The man who finds his homeland sweet is still a tender beginner; he to whom every soil is as his native one is already strong; but he is perfect to whom the entire world is as a foreign land. The tender soul has fixed his love on one spot in the world; the strong man has extended his love to all places; the perfect man has extinguished his." Hugh of St. Victor (Thanks to my good friend Jim Wood for this quote)
Several hours before the Super Bowl was to begin it was reported that the acclaimed actor Philip Seymour Hoffman was found dead by a friend. The apparent cause of death was a heroin overdose. The Academy Award winner was the father of three and only 46 years old. I always admired the breadth of his work, as did so many of his peers, given the out pouring of early tributes on social media. But he also brought profound depth to his craft. Tom Junod wrote ofin Esquire online:
He often played creeps, but he rarely played them creepily. His metier was human loneliness — the terrible uncinematic kind that has very little to do with high-noon heroism and everything to do with everyday empathy — and the necessary curse of human self-knowledge. He held up a mirror to those who could barely stand to look at themselves and invited us not only to take a peek but to see someone we recognized. He played frauds who knew they were frauds, schemers who knew they were schemers, closeted men who could only groan with frustrated love, heavy breathers dignified by impeccable manners, and angels who could withstand the worst that life could hand out because they seemed to know the worst was just the beginning. (Read more: Philip Seymour Hoffman's Final Secret - Esquire )

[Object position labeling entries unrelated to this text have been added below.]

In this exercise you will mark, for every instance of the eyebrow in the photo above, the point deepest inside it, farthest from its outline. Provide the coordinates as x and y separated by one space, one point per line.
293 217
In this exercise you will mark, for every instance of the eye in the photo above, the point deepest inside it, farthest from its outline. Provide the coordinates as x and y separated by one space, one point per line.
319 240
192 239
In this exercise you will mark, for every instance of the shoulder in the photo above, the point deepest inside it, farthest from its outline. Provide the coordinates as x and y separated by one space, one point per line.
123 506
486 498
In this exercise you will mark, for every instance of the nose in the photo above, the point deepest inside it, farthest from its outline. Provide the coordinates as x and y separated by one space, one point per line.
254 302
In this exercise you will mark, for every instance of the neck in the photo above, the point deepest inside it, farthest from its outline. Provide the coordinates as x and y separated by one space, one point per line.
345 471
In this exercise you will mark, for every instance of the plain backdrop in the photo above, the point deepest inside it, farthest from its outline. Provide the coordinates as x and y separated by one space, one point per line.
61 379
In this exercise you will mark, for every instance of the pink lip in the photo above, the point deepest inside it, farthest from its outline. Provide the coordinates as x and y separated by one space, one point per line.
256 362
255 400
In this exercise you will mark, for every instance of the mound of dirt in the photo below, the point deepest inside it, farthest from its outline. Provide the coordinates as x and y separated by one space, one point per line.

"His metier was human loneliness...the necessary curse of human self-knowledge." I think we often unconsciously avoid self-knowledge because of the the inevitable loneliness that accompanies such reflection. It is not accidental that precisely after Jesus hears God's confirmation of his identity at his baptism, He is led to a "lonely place" both literally and figuratively (Mark 1:9-13). The three great temptations Jesus faced during his quarantine as recorded both in Matthew 4 and Luke 4 (the misuse of the material/sensual world; living for status; and the improper use of power) all present themselves on one level as remedies to human isolation and need. Epicureans have their versions of the three as do contemporary Christian Pharisees, and every group in between-but the temptations are still at heart the same. In one form or the other each is a temptation to take a short cut from the hard work of life and the soul; each leads one away from truths about our selves; truth only found in the desert, alone.
There is a strange dichotomy to life. We are here and much of it is beautiful. There are all kinds of ways to connect and belong. We are members of families and factions; we cultivate friends, the arts, and the land; we pledge allegiances to countries and sports teams; we join associations, churches and clubs; we identify with political parties and causes. But in spite of all these connections, we can still be residents in a place that does not quite feel like home.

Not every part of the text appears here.